When is PCIe sufficient?
- Small to Medium Models: Models that fit on a single GPU or can be easily distributed across a few GPUs where inter-GPU communication is not the primary bottleneck.
- CPU-Bound Workloads: If your training is dominated by CPU preprocessing or data loading, the GPU interconnect speed is less relevant.
- Cost-Sensitive Deployments: PCIe-based motherboards and CPUs are generally less expensive than those designed for extensive NVLink configurations.
The most surprising thing about NVLink is how it fundamentally changes the architecture of distributed deep learning. It’s not just about faster pipes; it enables a more tightly coupled, almost monolithic view of multiple GPUs, blurring the lines between individual devices and a unified computing resource for certain tasks. You can often treat a node with NVLinked GPUs as a single, larger GPU for memory and bandwidth considerations, which is impossible with pure PCIe.

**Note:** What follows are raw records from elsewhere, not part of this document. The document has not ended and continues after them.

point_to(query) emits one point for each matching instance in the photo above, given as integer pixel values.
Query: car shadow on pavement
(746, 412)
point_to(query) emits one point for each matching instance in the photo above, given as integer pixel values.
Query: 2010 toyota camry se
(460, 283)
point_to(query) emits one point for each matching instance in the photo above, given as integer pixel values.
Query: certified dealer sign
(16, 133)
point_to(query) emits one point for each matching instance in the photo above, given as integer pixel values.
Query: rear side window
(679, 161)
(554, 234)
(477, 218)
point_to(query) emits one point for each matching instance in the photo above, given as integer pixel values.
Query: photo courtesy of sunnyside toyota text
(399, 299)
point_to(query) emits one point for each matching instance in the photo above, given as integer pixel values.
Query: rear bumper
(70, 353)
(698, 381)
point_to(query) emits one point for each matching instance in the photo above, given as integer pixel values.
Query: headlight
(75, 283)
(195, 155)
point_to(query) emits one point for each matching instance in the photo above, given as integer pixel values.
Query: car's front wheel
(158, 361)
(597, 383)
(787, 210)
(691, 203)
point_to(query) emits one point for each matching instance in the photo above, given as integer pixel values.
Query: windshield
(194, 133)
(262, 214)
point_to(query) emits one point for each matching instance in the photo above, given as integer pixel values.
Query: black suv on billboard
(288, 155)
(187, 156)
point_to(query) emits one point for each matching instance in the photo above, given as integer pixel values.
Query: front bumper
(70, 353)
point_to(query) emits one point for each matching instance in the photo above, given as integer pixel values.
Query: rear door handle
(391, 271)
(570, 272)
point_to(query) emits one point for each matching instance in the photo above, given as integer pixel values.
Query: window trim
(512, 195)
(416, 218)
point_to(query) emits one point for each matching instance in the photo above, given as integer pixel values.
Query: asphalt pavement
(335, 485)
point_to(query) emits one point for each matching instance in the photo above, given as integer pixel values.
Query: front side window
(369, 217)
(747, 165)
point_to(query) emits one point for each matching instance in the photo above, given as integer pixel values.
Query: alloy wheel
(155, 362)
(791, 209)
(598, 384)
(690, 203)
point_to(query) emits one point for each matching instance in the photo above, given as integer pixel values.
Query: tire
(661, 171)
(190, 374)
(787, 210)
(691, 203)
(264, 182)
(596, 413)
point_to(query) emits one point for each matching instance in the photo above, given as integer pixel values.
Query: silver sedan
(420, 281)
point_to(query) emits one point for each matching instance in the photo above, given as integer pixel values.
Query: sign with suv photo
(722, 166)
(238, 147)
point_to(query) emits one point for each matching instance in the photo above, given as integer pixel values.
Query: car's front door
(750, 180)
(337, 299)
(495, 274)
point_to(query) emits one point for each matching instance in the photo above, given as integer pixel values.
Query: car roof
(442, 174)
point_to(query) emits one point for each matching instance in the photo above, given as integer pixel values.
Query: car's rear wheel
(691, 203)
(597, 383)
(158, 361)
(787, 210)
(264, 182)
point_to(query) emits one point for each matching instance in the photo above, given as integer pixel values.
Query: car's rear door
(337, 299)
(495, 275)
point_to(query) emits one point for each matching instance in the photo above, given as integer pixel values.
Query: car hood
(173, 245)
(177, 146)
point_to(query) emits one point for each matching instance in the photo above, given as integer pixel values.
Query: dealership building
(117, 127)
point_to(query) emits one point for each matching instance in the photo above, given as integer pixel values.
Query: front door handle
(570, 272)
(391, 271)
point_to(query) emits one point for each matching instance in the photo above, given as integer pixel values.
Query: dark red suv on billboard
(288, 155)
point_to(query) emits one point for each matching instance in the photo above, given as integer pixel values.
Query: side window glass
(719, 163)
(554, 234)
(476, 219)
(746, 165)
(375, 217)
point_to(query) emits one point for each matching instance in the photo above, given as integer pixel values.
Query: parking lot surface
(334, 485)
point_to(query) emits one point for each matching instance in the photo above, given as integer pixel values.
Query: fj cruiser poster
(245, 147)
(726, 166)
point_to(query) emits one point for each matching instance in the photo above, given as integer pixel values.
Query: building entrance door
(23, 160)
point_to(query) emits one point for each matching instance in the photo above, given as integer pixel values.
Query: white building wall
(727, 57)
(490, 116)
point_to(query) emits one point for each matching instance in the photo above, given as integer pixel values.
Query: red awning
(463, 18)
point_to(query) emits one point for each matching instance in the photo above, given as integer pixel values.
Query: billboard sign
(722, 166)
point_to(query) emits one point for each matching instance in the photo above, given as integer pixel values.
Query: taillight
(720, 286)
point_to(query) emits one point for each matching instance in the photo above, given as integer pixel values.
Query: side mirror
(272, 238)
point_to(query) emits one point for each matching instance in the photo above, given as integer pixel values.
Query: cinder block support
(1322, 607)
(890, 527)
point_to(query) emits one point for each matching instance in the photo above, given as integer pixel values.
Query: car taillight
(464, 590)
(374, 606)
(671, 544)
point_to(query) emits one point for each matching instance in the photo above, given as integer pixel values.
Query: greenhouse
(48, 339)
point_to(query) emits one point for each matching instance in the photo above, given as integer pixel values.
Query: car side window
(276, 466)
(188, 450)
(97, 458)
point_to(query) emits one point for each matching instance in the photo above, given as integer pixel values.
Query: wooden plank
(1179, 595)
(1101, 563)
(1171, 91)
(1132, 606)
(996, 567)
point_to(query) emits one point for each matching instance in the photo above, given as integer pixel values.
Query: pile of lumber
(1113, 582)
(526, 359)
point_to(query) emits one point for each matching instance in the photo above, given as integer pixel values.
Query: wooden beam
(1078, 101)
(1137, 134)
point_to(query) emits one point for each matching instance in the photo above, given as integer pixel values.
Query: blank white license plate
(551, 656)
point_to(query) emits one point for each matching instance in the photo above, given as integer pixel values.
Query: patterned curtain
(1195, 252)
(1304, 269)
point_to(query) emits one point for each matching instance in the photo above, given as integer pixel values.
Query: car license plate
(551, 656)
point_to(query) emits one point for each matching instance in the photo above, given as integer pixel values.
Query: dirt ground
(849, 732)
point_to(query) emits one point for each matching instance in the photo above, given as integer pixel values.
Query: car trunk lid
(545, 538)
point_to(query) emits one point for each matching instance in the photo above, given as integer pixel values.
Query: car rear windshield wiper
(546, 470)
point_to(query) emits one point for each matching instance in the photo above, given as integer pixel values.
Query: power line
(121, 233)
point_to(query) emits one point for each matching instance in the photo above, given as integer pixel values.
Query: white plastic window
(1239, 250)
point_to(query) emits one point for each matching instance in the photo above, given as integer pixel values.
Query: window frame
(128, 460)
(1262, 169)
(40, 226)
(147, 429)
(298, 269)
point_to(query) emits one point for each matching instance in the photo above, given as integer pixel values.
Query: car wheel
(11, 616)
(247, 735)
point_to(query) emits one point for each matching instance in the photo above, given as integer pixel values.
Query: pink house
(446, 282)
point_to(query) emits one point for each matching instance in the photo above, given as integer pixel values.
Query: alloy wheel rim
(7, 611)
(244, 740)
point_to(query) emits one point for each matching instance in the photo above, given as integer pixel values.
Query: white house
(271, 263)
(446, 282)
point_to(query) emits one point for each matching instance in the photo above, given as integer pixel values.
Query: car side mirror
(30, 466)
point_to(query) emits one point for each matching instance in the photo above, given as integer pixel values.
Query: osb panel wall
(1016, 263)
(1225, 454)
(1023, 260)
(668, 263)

One critical aspect often overlooked is the topology of NVLink connections. Not all NVLink configurations are equal. A fully connected ring (like in an 8-GPU HGX board) offers consistent bandwidth between any two GPUs. However, in some server configurations, GPUs might be connected in a way that requires traversing intermediate GPUs to reach another, which can degrade performance. Always check your server’s NVLink topology.
The next hurdle you’ll face after optimizing for NVLink is understanding how to effectively utilize that bandwidth with optimized communication libraries like NCCL (NVIDIA Collective Communications Library) and how to profile your application to identify which communication patterns are actually benefiting from NVLink.